This means that the set

$$ S:=\bigl\{ c_{1}s_{n}(\vec{v})+c_{2}s_{n-1}( \vec{v}): c_{j}\in {\mathbb {R}}\, ( \mbox{or} \in {\mathbb {C}}), j=1,2\bigr\} $$

is a subset of the set of all solutions to equation (1). Now we prove that these two sets are equal if and only if condition (31) is satisfied.

Since each solution \((x_{n})_{n\in\mathbb{N} _{0}}\) to equation (1) is completely determined by its initial values \(x_{0}\) and \(x_{1}\), we see that (29) holds for every solution \((x_{n})_{n\in\mathbb{N} _{0}}\) to the equation if and only if, for every \((x_{0},x_{1})\in {\mathbb {R}}^{2}\) (or \(\in {\mathbb {C}}^{2}\)),

$$\begin{aligned} &x_{0}=c_{1}s_{0}(\vec{v})+c_{2}s_{-1}( \vec{v}), \\ &x_{1}=c_{1}s_{1}(\vec{v})+c_{2}s_{0}( \vec{v}) \end{aligned}$$

for some constants \(c_{1}\) and \(c_{2}\).

Due to (30), this means that (29) holds for every solution to the equation if and only if the linear system

$$\begin{aligned} \begin{aligned} &v_{0}c_{1}+v_{-1}c_{2}=x_{0}, \\ &v_{1}c_{1}+v_{0}c_{2}=x_{1} \end{aligned} \end{aligned}$$

(33)

in variables \(c_{1}\) and \(c_{2}\) has a solution for every \((x_{0},x _{1})\in {\mathbb {R}}^{2}\) (or \(\in {\mathbb {C}}^{2}\)).

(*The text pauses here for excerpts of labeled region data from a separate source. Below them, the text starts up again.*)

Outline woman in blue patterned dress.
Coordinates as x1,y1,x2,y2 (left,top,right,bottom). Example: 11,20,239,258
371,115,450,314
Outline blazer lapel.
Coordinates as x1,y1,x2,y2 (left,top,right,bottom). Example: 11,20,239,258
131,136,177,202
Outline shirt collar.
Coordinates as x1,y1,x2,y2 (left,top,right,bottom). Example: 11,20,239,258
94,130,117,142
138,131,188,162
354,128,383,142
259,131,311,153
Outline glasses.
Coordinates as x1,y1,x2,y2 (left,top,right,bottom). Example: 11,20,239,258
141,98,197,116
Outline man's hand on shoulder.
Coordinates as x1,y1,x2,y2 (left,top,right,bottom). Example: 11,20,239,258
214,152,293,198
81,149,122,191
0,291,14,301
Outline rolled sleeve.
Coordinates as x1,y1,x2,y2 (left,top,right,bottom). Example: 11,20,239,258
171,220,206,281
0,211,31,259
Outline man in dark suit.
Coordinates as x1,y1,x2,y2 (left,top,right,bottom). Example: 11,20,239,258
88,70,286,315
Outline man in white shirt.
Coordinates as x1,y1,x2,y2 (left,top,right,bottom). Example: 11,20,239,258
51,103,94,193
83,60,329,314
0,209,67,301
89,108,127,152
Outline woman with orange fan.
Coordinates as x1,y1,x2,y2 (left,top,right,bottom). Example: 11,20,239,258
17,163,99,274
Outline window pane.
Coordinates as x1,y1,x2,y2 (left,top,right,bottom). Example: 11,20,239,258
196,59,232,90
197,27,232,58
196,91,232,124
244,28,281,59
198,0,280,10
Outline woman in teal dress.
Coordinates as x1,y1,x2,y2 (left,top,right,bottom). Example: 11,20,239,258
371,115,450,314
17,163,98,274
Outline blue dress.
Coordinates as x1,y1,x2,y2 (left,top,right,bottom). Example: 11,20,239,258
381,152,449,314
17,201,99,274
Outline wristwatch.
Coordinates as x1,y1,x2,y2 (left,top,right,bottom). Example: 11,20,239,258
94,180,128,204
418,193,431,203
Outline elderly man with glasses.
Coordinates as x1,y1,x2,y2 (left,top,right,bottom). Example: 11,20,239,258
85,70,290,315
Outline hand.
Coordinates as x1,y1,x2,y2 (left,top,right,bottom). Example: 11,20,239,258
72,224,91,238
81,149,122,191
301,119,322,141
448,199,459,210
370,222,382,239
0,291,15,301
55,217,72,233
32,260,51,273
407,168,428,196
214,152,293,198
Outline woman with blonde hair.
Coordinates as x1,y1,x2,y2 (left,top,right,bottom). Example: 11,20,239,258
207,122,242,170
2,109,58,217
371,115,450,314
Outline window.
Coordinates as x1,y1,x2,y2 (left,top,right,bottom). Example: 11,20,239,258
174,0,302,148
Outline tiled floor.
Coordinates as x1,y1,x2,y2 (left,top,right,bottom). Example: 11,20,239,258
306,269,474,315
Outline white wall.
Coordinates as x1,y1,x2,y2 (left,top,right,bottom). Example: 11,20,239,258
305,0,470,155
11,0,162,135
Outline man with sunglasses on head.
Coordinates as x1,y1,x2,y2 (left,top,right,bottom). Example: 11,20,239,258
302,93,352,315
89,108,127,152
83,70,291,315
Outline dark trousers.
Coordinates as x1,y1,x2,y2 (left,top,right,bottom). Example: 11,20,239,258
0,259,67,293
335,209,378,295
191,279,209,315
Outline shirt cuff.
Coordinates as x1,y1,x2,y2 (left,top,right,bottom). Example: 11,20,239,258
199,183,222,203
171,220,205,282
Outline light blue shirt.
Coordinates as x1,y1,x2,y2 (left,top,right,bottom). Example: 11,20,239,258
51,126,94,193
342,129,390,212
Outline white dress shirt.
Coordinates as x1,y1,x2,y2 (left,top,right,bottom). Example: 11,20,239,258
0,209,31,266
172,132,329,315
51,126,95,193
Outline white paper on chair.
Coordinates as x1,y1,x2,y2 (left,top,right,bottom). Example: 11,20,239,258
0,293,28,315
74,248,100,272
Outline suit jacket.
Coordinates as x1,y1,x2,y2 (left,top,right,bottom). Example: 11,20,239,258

This will happen if and only if the determinant of system (33) is different from zero, that is, if and only if

$$\begin{aligned} \Delta:= \left \vert \textstyle\begin{array}{@{}c@{\quad}c@{}} v_{0} & v_{-1} \\ v_{1} & v_{0} \end{array}\displaystyle \right \vert =v_{0}^{2}-v_{1}v_{-1}= \frac{bv_{0}^{2}+av_{0}v_{1}-v_{1}^{2}}{b}\ne0, \end{aligned}$$

(34)

from which the first part of the theorem follows.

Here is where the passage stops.